You don't need to have a water profile in mind except in the broadest sense. You do need to get mash pH right for best beer flavor. Mash pH has little effect on beer pH as that is set mostly by the yeast you choose to use. They will put the pH where they want it unless you make it difficult for them: high wort pH (think if it as a voltage) with lots of alkalinity (think if it as current) behind it, for example). A good value of mash pH for stouts is the same as for any other beer 5.3 - 5.6 should work out OK but you can expect, based on your own experiments, to find a subrange that suits you best for the particular stout you are brewing.
The difficulty with stouts is that it is such a broad category from the light, refreshing, dry Irish style through to the sweet, syrupy, rich heavy tropical stouts and RIS's. The only ones I brew are the first type so I feel competent to talk about them. You can, with a typical recipe and typical water brew without need for any alkalinity. This assumes sane levels of roast barley or black malt - up to say 20%. If you want to go that high then you will need alkalinity to control pH drop. You can also control pH drop by witholding the black malts as suggested but then you would have still set the mash pH to a proper level with just the base, probably using acid to do so and then when you later add the black malts you get their acid too so your wort pH is probably below 5. This is below what is generally recommended as a minimum wort pH but as I have never worked in that realm I can't say what the negative consequences, if any, are likely to be. AFAIK the commercial brewers of stout don't manage mash pH that way and I guess my feeling is that if you manage it properly you shouldn't have to use that technique either.

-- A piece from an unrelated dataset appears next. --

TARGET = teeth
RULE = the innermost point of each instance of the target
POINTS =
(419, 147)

If you wish to mash just the MO and the 80L with RO water to which you add (per 5 gallons) 2 grams of CaCl2 and a gram of gypsum you could expect a mash pH of about 5.52 (with alkalinity of 100 that would go up to 5.65 or so. If you added 10% black malt to the 0 alkalinity water then you might expect to get mash pH of 5.44. Thus you would not need to withhold the dark malt at all at this level even brewing with 0 alkalinity water. Now were you to double that black malt to 20% (0 alkalinity) you might expect mash pH of 5.37 (and one of those stouts that leaves you, if you are unfortunate to be assigned to them in a competition, with a mouth that tastes as if you have been munching charcoal briquettes at the end of the flight). Note that the two decimal places in pH are not by any means justified in absolute terms because of all the assumptions I have to make but are included so you can see the relative effects. Using 20% with alkalinity 100 water would give an expected mash pH of around 5.47
Now in calculating all that I accidentally forgot to put in the calcium (right around 50 mg/L at the level of the salts I hypothesized) which would drop all the pH's I calculated by approximately 0.06 pH. Even so, you would, in none of the cases except perhaps 20%, 0 alkalinity be terribly uncomfortable with the results using no additional alkalinity. OTOH this certainly does focus bright light on Adam's suggestion that the salts be held back until the boil if you are uncomfortable with a pH of 5.32 (and I think I might be).
Now change any of the assumptions: use different base malts or different black malts or use over 20% black malt/barley and all this changes but it shouldn't change by that much. The idea you should get is that stouts are difficult to predict precisely (unless they are just plain old Irish stout) so that the best approach is test mash with pH meter.